Une société qui enfonce les plus pauvres
Mais n’est-ce pas alors à l’État providence et aux services sociaux qu’incomberait la responsabilité de faire cesser le scandale de la misère ? Sans doute, « mais pour bénéficier de l’entraide collective, il faut savoir et pouvoir y prétendre. Le plus souvent, si les sous-prolétaires n’ignorent pas l’existence des administrations à la porte desquelles ils sont censés devoir frapper, lorsqu’ils s’y présentent, ils sont fréquemment refoulés parce qu’incapables de faire valoir leurs droits, de produire les papiers nécessaires, de se comporter comme la société prétend les y contraindre. ‘Lorsqu’on vient demander de l’argent, on ne se présente pas de cette façon !’, s’entendent-ils répliquer. À supposer qu’ils franchissent cet obstacle, qu’ils obtiennent par exemple un logement dans une HLM, ils se voient imposer des obligations hors de leur portée : comment paieraient-ils un loyer même ‘social’ – sans parler des charges, non plafonnées et parfois plus élevées que le loyer proprement dit – alors qu’ils n’ont déjà pas d’argent pour manger chaque jour à leur faim ? Ils finissent par en être chassés et par retomber plus bas encore qu’ils n’étaient auparavant puisque rien n’existe qui remplace taudis et bidonvilles. Quant aux services d’aide sociale destinés spécialement aux plus pauvres, ils interviennent trop souvent dans les vies des familles du Quart Monde de façon autrement plus autoritaire et condescendante que les ‘dames d’œuvres’ les plus paternalistes du temps jadis. Tout est contrôlé, depuis la tenue vestimentaire des enfants jusqu’à la moralité des époux. Toute démarche ou toute visite est l’occasion d’humiliations répétées. Pour les sous-prolétaires, l’aide sociale est l’incarnation d’une société qui les enfonce plus profondément dans leur condition par le simple regard qu’elle jette sur eux – de l’extérieur. »

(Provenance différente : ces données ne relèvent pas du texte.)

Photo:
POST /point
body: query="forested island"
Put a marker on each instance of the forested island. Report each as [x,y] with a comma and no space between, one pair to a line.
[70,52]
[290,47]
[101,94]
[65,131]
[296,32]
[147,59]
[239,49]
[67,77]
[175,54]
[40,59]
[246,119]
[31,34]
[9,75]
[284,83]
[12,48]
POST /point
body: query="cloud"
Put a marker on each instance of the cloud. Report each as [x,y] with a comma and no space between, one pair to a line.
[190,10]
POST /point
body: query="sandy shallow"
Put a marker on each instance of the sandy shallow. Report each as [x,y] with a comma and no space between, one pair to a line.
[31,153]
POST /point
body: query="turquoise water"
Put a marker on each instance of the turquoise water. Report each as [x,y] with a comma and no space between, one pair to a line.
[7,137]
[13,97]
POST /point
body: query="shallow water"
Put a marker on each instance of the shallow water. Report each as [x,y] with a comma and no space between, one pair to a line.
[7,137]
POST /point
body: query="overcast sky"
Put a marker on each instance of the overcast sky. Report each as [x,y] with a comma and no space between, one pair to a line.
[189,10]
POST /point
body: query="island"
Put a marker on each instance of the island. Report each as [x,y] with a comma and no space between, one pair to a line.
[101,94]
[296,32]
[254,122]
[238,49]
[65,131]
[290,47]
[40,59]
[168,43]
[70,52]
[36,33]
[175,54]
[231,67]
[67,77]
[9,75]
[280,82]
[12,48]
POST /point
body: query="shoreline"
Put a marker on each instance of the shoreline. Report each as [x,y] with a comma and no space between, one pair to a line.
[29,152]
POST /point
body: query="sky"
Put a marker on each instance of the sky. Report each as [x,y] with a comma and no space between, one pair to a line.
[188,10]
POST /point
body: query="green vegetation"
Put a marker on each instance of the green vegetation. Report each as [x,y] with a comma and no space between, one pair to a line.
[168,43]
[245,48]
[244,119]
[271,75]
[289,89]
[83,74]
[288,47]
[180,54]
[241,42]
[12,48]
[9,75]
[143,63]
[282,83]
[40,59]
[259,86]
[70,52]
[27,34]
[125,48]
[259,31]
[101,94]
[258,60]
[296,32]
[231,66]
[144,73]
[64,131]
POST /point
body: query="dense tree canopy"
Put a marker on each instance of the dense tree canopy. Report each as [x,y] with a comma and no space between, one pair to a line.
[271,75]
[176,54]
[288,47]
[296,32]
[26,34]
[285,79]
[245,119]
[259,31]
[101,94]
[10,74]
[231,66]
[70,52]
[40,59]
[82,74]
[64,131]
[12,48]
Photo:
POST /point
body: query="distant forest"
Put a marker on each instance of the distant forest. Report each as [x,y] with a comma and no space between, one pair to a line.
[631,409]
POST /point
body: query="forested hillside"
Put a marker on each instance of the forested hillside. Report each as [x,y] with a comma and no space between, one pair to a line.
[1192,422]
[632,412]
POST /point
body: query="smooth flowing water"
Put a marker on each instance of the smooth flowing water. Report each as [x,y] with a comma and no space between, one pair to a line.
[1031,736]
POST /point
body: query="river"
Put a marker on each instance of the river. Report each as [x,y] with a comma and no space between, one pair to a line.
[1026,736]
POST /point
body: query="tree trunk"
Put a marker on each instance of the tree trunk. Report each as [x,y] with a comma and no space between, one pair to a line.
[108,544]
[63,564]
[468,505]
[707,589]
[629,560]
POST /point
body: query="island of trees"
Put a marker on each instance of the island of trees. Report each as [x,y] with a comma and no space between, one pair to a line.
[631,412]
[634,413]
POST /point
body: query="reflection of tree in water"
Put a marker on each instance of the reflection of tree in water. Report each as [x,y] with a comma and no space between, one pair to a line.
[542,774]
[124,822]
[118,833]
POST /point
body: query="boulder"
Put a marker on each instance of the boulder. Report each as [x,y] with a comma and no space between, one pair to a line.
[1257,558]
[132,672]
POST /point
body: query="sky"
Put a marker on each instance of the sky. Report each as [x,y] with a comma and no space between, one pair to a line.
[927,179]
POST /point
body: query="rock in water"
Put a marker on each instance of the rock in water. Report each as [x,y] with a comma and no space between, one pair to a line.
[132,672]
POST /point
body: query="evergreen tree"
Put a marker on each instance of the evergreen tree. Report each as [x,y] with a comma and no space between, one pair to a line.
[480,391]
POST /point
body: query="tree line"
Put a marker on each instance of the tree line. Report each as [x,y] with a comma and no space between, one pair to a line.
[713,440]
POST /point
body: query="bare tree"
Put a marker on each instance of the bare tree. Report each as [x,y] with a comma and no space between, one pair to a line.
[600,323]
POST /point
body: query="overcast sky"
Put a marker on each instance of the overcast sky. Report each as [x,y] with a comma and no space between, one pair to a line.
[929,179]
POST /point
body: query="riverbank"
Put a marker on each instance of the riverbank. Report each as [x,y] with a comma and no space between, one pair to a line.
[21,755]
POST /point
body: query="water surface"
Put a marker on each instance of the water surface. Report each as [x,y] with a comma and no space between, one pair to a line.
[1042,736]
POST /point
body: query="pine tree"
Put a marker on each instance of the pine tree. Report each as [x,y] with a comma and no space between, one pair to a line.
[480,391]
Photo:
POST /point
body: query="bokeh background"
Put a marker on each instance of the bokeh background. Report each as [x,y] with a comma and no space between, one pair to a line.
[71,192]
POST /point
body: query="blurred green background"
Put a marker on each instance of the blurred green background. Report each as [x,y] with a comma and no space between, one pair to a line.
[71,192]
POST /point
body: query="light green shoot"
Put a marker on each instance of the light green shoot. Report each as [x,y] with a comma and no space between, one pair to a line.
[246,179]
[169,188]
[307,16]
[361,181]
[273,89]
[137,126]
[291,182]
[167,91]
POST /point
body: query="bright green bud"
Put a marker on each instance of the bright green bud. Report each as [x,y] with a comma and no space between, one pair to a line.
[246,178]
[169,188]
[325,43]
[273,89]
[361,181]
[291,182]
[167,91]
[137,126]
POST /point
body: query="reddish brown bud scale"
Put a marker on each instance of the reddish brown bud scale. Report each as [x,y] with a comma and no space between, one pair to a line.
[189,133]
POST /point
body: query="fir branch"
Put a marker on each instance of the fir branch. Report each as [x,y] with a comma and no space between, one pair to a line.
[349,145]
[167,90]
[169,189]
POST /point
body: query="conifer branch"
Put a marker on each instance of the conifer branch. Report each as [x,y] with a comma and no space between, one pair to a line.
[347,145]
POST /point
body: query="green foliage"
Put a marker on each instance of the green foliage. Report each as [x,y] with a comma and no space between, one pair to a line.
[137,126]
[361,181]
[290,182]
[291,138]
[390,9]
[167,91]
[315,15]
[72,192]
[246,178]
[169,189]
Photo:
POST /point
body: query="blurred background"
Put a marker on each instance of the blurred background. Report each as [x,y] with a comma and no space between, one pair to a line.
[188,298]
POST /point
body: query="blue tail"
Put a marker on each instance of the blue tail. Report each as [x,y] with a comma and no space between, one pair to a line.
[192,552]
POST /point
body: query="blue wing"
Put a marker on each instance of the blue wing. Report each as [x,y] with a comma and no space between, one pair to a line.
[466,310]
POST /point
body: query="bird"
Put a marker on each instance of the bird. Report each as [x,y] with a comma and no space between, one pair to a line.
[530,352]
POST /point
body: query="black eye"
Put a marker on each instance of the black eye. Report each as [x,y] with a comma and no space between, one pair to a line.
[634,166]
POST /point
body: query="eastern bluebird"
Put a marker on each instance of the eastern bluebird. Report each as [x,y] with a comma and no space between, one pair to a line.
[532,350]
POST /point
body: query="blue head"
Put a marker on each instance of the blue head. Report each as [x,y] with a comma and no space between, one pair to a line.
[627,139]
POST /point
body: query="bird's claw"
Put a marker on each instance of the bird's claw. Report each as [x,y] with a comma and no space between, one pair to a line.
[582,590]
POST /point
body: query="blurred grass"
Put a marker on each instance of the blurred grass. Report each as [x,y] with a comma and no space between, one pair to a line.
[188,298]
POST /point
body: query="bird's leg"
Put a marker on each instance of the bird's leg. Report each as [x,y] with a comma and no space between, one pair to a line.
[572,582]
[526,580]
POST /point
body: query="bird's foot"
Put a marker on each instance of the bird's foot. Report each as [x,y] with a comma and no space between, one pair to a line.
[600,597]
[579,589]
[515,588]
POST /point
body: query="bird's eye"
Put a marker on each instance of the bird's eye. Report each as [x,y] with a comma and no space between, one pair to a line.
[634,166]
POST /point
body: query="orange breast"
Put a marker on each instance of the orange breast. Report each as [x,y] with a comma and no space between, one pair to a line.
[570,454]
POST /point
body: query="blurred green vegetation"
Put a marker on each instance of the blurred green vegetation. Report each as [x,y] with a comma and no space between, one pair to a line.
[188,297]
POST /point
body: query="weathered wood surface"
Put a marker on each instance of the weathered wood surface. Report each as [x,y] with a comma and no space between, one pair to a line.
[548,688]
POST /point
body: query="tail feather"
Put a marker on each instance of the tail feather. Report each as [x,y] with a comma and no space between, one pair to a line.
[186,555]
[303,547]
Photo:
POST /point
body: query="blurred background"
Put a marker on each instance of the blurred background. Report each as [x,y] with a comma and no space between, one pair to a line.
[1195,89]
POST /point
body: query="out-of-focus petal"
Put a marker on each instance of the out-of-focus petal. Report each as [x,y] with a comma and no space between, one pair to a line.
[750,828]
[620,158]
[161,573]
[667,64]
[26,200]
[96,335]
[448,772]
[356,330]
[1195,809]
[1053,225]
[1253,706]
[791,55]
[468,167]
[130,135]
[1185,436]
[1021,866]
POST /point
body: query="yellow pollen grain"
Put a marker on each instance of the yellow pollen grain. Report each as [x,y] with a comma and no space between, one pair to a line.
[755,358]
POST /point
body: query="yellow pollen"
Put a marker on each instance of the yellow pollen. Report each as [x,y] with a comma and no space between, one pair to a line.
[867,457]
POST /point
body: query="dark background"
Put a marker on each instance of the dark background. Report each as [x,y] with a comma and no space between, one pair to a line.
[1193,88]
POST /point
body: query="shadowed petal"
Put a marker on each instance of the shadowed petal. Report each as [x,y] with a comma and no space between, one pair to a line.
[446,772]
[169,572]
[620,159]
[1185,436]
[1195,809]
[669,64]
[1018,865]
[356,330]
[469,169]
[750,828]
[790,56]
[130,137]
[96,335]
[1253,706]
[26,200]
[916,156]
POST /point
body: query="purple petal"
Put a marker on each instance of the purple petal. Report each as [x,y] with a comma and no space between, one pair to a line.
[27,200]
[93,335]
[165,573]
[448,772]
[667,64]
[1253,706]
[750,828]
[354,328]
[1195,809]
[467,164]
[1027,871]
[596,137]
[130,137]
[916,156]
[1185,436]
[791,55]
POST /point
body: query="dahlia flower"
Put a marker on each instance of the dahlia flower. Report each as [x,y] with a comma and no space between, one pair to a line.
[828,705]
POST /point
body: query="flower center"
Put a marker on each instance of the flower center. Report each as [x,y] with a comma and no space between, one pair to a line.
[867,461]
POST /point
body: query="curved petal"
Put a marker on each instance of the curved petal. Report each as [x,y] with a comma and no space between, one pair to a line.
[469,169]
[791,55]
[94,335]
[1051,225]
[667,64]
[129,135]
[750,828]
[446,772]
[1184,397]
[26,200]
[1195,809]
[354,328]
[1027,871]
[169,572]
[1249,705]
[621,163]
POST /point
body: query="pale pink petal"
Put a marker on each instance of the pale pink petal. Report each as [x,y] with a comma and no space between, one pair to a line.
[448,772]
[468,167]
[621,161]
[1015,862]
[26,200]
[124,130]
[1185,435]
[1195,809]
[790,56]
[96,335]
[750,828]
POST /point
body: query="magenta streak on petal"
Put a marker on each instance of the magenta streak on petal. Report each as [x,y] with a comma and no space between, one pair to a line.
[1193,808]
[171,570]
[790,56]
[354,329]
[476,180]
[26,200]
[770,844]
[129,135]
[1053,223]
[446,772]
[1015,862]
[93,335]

L’on voit donc, en lisant ces textes, que sans jamais utiliser les mots de maltraitance, de mauvais traitements, le père Joseph Wresinski ne parle pas d’autre chose en décrivant la violence du mépris et de l’indifférence dont les plus pauvres sont les cibles.
Combattre aujourd’hui la maltraitance institutionnelle et sociale s’inscrit pleinement dans la continuité de sa pensée et de son action.